Changed face of Almeria politics

Almeria City Mayor Luis Rogelio Rodriguez-Comendador is "ready to talk to anyone".

THERE were election predictions for every taste before Sunday’s ballot.
Expected by some but not others, the Partido Popular (PP) took the most votes – 41.34 per cent – in Almeria’s municipal ballots. The PSOE socialists lagged behind on 33.9 per cent but won 440 council seats to the PP’s 432.
More votes did not automatically spell victory, not even for Almeria City Mayor Luis Rogelio Rodriguez-Comendador, one councillor short of an overall majority. “I am ready to talk to anyone,” he said after the votes were counted last Sunday night.
New parties like Ciudadanos and Podemos, which ran under the aegis of other groups, will in many cases dictate whether a town council is PP blue or PSOE red.
Between now and the June 13 deadline, local parties in many Almeria municipalities must kiss and make up in order to constitute a council.
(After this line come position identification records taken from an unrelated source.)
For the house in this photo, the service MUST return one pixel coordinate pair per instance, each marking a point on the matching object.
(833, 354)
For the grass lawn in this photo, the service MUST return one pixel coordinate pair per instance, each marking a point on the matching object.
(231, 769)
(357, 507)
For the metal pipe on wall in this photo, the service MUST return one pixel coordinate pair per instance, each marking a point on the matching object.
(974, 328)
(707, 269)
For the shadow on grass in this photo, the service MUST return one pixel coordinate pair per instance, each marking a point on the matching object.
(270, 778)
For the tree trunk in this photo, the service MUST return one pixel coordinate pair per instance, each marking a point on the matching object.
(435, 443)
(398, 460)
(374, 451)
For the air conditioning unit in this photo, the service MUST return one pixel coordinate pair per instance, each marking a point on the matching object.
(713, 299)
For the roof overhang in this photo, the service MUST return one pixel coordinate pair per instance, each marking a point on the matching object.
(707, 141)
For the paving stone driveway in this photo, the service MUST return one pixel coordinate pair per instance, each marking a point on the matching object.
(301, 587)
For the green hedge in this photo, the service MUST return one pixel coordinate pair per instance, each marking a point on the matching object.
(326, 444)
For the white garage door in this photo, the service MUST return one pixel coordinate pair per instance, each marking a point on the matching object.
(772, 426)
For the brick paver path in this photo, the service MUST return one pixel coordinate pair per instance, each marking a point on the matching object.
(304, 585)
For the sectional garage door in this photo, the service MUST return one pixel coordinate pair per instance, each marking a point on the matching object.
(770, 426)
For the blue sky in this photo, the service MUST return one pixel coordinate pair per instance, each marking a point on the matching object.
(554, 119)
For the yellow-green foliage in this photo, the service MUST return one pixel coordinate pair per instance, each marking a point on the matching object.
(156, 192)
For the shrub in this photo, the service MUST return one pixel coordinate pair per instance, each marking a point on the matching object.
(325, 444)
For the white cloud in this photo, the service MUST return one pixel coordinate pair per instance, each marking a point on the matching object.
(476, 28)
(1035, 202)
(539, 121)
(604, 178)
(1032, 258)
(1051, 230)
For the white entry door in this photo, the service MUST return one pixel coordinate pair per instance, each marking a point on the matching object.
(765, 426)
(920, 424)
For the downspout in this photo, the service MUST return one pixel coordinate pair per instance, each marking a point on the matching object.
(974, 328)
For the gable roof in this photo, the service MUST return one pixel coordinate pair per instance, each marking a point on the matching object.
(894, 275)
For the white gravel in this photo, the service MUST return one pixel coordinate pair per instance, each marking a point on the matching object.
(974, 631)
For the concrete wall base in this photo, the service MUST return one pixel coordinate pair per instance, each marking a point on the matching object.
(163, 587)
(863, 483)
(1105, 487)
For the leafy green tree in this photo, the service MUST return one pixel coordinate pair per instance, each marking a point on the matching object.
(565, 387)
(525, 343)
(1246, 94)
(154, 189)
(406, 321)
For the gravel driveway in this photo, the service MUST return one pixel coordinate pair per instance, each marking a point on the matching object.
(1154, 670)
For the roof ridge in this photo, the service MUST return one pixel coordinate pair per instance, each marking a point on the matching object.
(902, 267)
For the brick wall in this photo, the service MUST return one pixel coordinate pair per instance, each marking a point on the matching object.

Exceptions are Mojacar (PP), Vicar (PSOE), El Ejido (PP), Albox (PSOE), Berja (PP) and Huercal-Overa (PP), which lost councillors but retained their majorities. Another mayor not having to make way for a successor is 91-year-old Jose Antonio Torres, mayor of Chercos (population 280).
He has occupied the post for almost 20 years and stood for re-election because Chercos residents asked him to, he explained before the elections.
Come Sunday night and in the count-up neither he nor the local PP was disappointed and he returned with an overall majority. With a turnout of almost 87 per cent, Torres obtained 41.78 per cent of the vote although  this was significantly lower than 2011’s 60 per cent.  
Mayors less fortunate than Torres in Roquetas, Adra, Nijar, Vera, Carboneras, La Mojonera, Dalias, Huercal de Almería, Vélez Rubio and Chirivel no longer have overall majorities and anticipate some hard bargaining – and possibly unexpected bedfellows – before June 13.